Nous ne revenons pas sur cette direction puisque la DGER, suite aux éléments apportés par le SNETAP-FSU, lui a encouragé à la mobilité, seule solution pour améliorer le climat social qui entraînait de plus en plus des risques psychosociaux (avec à la clé un fait d’harcèlement psychologique par le directeur-adjoint reconnu par l’institution).

Les représentant·es du SNETAP-FSU convaincu de leurs connaissances juridiques sont revenu sur le sujet avec le nouveau directeur (avant d’engager une procédure juridique longue). Dans un premier temps, ce dernier s’était réfugié derrière la réponse de l’assureur privé de l’établissement (deuxième partie du document ci-dessous). Après l’insistance des représentant·es du SNETAP-FSU et l’expertise juridique du ministère, le directeur a reconnu que les agent·es peuvent bénéficier d’une protection fonctionnelle de la part de l’État (première partie du document ci-dessous).

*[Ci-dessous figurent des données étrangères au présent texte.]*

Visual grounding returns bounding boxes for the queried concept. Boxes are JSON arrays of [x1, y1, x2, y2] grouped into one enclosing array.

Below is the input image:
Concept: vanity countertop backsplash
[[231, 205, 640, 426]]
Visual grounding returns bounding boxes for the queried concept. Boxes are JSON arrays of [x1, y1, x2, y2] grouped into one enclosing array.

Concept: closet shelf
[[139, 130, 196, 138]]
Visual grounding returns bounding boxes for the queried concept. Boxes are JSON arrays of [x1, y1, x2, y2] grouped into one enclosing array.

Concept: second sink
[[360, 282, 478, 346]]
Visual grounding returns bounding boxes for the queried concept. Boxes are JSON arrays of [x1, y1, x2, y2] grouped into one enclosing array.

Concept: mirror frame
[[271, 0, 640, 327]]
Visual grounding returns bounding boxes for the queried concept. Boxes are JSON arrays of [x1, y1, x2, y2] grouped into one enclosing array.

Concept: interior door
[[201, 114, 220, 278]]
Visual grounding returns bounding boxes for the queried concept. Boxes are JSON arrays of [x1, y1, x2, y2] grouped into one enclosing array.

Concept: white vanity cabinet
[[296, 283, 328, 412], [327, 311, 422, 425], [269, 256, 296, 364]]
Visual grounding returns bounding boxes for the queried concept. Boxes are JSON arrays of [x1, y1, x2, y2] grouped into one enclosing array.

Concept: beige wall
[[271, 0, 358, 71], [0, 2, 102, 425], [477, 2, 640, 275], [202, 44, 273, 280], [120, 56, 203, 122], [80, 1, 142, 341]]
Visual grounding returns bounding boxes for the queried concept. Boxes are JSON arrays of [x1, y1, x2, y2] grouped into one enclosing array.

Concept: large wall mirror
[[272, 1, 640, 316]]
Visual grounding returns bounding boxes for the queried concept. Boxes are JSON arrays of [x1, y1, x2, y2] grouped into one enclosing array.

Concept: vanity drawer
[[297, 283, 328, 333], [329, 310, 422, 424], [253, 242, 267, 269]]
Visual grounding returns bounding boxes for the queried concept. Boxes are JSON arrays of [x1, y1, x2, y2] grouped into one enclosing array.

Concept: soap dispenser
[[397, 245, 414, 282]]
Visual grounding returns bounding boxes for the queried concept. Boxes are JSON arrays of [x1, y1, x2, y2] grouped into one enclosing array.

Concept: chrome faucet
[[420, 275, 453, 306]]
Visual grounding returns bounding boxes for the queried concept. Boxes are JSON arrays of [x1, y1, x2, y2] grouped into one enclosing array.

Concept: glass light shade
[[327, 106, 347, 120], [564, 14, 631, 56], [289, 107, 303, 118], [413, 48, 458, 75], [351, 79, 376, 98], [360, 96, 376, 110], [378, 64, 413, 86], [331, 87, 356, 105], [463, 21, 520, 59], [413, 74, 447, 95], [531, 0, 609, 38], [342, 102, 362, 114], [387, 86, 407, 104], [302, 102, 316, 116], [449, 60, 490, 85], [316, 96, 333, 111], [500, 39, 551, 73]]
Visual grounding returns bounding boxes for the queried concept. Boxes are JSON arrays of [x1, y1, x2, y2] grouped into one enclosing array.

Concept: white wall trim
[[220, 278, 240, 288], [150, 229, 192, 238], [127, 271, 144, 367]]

Nous concluons que certaines directions sont encore à ne pas reconnaître la protection fonctionnelle qui pourtant est un droit élémentaire du fonctionnaire.

L’appuie juridique de notre organisation syndicale et la pugnacité de nos représentant·es SNETAP-FSU sont encore nécessaires pour faire valoir les droits de tous et toutes agent·es de la fonction publique.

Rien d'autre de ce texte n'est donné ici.